Turing was right to expect that his substitution of can machines think with can machines imitate thinking might elicit objections. He lists several possible objections (interestingly, Turing sees extra-sensory perceptions, like telepathy, as a possible argument against machines possessing consciousness), but one is of special interest here. Turing calls it the argument from consciousness and quotes Professor Jefferson as presenting it:
Not until a machine can write a sonnet or compose a concerto because of thoughts and emotions felt, and not by the chance fall of symbols, could we agree that machine equals brain – that is, not only write it but know that it had written it. No mechanism could feel (and not merely artificially signal, an easy contrivance) pleasure at its successes, grief when its valves fuse, be warmed by flattery, be made miserable by its mistakes, be charmed by sex, be angry or depressed when it cannot get what it wants.
This argument takes several forms, one of which is popularised by the philosopher John Searle as the Chinese room argument. I won’t go over it in detail, but the central point of the argument is that
Computational models of consciousness are not sufficient by themselves for consciousness.
In other words, Searle would say that Turing is only describing what the consciousness does, but not how it works. “Programs are neither constitutive of nor sufficient for minds,” as Searle puts it. A model explaining how a program might imitate a human in the imitation test is not sufficient in showing that the program is actually conscious.
Searle’s argument echoes other philosophers of mind, like David Chalmers, who argues that in order to understand the consciousness we need to solve two types of problems: easy problems and the hard problem.
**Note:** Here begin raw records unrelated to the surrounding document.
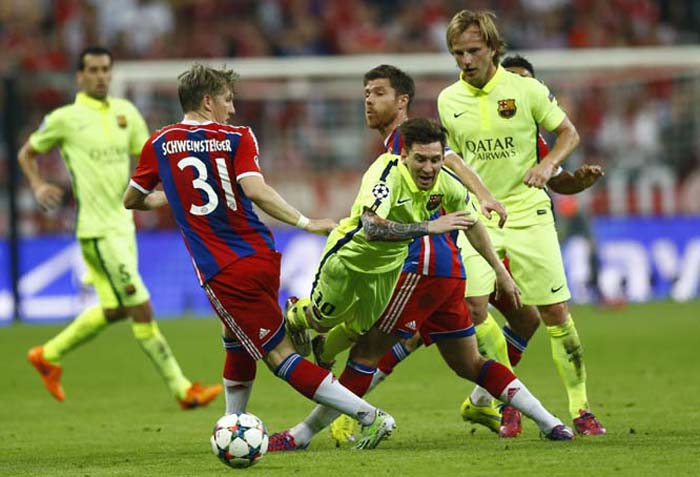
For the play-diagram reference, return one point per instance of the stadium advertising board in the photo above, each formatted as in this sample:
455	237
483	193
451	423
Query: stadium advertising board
635	259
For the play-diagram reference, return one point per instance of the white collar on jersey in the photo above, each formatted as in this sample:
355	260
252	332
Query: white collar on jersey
193	122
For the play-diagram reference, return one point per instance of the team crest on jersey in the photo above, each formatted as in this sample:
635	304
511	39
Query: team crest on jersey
434	201
507	108
380	191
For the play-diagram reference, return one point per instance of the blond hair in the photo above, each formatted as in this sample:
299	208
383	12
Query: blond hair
483	20
202	80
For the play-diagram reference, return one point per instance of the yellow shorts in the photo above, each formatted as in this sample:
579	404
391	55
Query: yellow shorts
113	265
343	295
535	263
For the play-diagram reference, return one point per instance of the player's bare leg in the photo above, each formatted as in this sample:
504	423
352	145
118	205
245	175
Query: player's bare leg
463	357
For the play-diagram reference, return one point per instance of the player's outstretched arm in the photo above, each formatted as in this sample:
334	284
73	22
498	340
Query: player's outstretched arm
505	286
47	195
275	206
134	199
581	179
378	228
473	182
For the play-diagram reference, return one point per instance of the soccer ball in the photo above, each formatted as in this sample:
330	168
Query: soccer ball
239	440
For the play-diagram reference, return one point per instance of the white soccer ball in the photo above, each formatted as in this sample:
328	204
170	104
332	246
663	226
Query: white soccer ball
239	440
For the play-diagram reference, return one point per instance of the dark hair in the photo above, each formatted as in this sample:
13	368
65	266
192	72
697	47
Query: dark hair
422	131
484	21
93	50
400	81
518	61
201	80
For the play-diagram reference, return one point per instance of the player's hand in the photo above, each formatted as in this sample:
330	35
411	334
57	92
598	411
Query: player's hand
321	226
447	223
48	195
489	205
506	288
539	175
587	175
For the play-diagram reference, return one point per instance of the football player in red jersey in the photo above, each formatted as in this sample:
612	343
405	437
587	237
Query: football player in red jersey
211	178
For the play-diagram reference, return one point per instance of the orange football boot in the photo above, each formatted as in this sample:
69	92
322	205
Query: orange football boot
50	373
199	395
Easy problems are specific problems about how the consciousness works in categorising impressions, integrating data and focusing attention. These are easy because they can be answered by looking at the mechanisms that handle those specific tasks. Understanding those mechanisms lets you understand that part of consciousness.
In comparison, the hard problem can’t be answered in this manner. Chalmers explains:
It is undeniable that some organisms are subjects of experience. But the question of how it is that these systems are subjects of experience is perplexing. Why is it that when our cognitive systems engage in visual and auditory information-processing, we have visual or auditory experience: the quality of deep blue, the sensation of middle C? How can we explain why there is something it is like to entertain a mental image, or to experience an emotion? It is widely agreed that experience arises from a physical basis, but we have no good explanation of why and how it so arises. Why should physical processing give rise to a rich inner life at all? It seems objectively unreasonable that it should, and yet it does.
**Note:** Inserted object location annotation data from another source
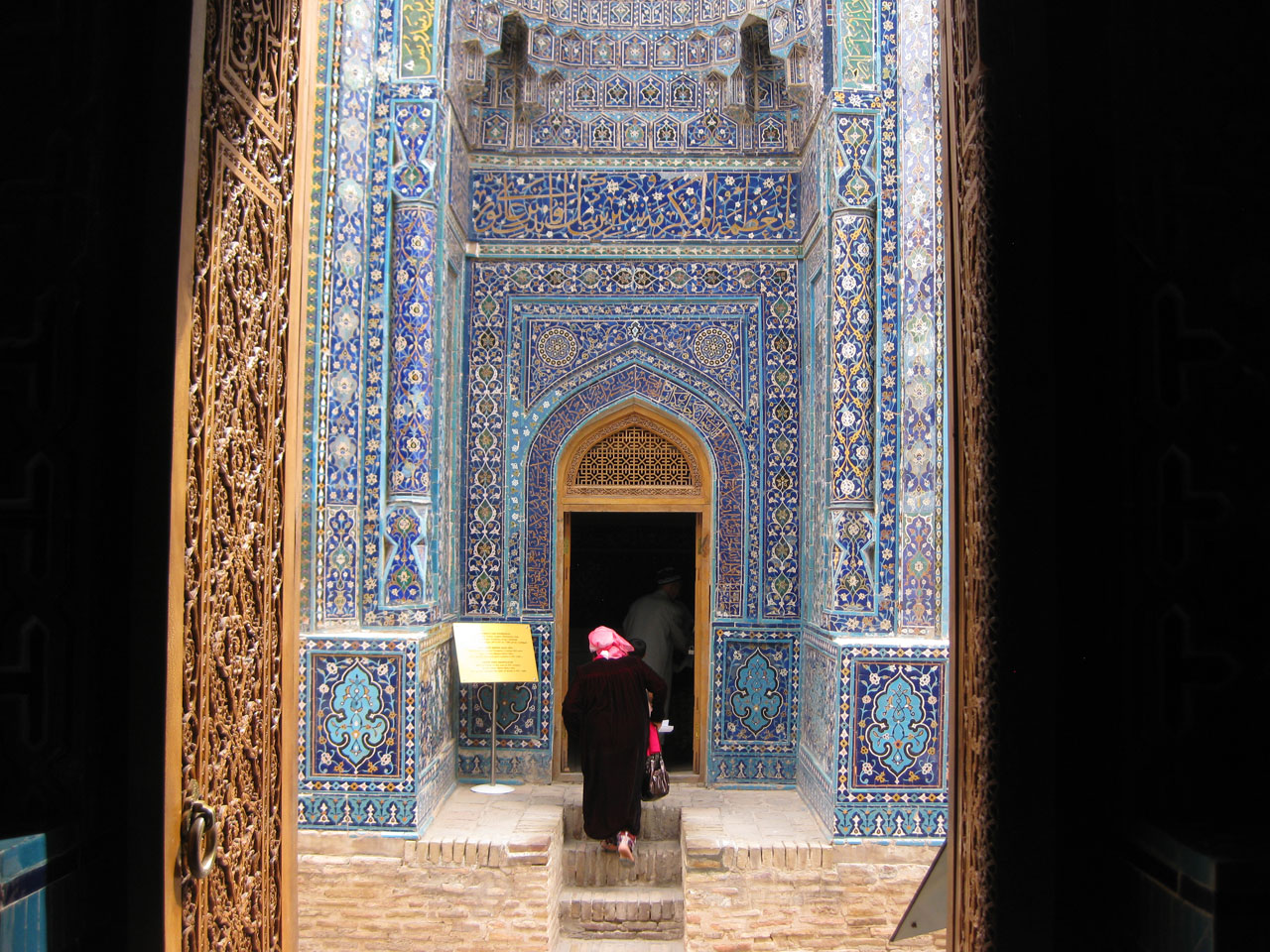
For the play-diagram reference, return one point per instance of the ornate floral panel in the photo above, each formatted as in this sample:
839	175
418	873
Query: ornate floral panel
753	707
375	730
712	343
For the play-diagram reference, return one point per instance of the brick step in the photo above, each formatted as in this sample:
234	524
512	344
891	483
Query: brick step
658	820
607	944
626	911
657	864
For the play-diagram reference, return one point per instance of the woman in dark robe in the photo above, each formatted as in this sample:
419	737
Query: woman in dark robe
607	716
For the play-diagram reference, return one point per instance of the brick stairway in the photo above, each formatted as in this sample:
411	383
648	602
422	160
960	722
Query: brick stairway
610	906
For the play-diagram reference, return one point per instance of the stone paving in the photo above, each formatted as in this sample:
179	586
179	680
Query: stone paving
771	817
716	871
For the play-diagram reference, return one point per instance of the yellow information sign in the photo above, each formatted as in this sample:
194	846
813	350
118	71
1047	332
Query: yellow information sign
493	653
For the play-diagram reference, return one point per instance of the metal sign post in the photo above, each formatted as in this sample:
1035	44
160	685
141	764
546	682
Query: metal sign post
492	654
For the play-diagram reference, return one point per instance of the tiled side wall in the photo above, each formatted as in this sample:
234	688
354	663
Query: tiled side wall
376	740
790	316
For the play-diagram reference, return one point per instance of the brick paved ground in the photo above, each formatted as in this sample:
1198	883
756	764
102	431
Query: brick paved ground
719	871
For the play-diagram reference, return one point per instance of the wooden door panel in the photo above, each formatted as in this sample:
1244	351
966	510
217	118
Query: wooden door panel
234	389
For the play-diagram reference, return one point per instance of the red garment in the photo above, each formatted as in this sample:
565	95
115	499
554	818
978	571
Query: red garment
606	715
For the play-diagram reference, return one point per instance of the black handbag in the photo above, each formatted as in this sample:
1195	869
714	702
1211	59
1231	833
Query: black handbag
657	780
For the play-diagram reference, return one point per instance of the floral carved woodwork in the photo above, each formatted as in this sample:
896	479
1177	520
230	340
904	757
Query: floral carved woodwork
234	481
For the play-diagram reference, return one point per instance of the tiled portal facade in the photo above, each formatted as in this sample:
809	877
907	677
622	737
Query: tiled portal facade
529	214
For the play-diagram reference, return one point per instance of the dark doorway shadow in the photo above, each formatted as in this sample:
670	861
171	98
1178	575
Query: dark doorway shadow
613	560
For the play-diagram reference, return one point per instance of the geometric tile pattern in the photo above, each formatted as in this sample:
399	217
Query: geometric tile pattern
416	151
857	28
411	376
404	535
668	335
357	733
921	226
754	699
729	489
418	39
375	731
893	742
611	75
589	206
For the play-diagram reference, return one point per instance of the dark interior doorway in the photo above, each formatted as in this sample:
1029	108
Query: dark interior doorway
613	560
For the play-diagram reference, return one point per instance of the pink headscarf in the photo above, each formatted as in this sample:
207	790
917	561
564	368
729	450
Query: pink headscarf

Applied to Turing’s example, Chalmers argues that even if we created machines that passed the Turing test, something would be lacking. We might manage to make machines that behave like humans, but they would never know what it is like to feel human, or like anything at all. They would lack a subjective experience of what it feels like to be me, also called the phenomenological consciousness in philosophy of mind.
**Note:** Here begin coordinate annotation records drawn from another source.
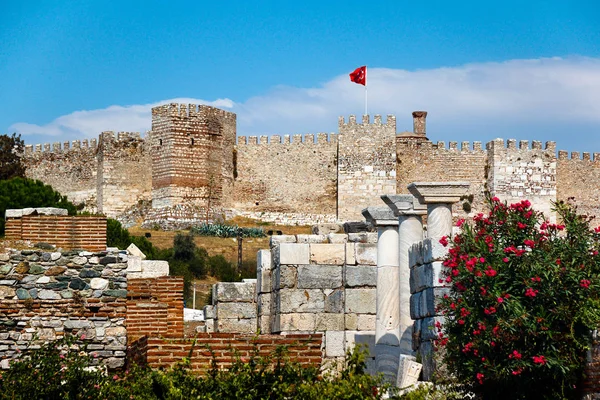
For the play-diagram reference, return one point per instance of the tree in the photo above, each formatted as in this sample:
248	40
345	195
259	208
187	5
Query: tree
21	193
11	148
524	298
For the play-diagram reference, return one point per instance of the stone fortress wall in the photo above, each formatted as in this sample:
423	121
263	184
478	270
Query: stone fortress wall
190	161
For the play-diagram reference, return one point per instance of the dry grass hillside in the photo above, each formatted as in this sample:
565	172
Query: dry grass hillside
227	247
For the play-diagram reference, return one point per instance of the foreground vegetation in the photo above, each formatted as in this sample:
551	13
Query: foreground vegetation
60	370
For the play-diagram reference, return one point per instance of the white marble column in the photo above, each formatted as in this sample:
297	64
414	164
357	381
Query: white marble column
439	220
387	337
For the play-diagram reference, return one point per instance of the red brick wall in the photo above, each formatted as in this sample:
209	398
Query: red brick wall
155	307
303	348
68	232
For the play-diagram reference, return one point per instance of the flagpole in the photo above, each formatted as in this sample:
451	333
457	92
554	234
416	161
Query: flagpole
366	97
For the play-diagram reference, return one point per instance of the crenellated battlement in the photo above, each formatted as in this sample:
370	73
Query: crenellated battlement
58	147
308	138
109	136
190	111
577	156
366	120
511	144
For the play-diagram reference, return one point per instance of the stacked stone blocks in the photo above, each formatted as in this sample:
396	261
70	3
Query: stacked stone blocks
46	295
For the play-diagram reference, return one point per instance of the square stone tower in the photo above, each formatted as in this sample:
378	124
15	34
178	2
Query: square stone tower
192	156
366	164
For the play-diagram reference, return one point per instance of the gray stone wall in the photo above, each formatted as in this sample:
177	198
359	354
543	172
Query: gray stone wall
425	260
45	295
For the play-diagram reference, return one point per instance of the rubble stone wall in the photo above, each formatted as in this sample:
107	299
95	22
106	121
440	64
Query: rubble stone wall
323	284
45	295
521	173
420	160
366	164
287	179
124	172
579	177
70	168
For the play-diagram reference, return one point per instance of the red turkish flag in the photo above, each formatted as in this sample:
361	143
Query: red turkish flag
359	75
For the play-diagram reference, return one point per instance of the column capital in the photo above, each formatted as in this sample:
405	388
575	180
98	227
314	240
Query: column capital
380	216
438	192
404	204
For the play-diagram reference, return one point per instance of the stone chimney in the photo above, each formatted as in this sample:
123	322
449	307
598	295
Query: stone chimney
419	122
Some philosophers of mind don’t agree, and argue instead that the hard problem of consciousness is simply a collection of easy problems that will eventually be solved. Regardless of whether you side with Chalmers or his critics, it is probably clear that while Eugene Goostman is an impressive step forward in AI, the problem of computer consciousness is far from solved.
Turing gave a suggestion for going forward in his 1950 paper. Eugene Goostman follows one part of Turing’s suggestion; maybe following the other would lead to further breakthroughs:
It can also be maintained that it is best to provide the machine with the best sense organs that money can buy, and then teach it to understand and speak English.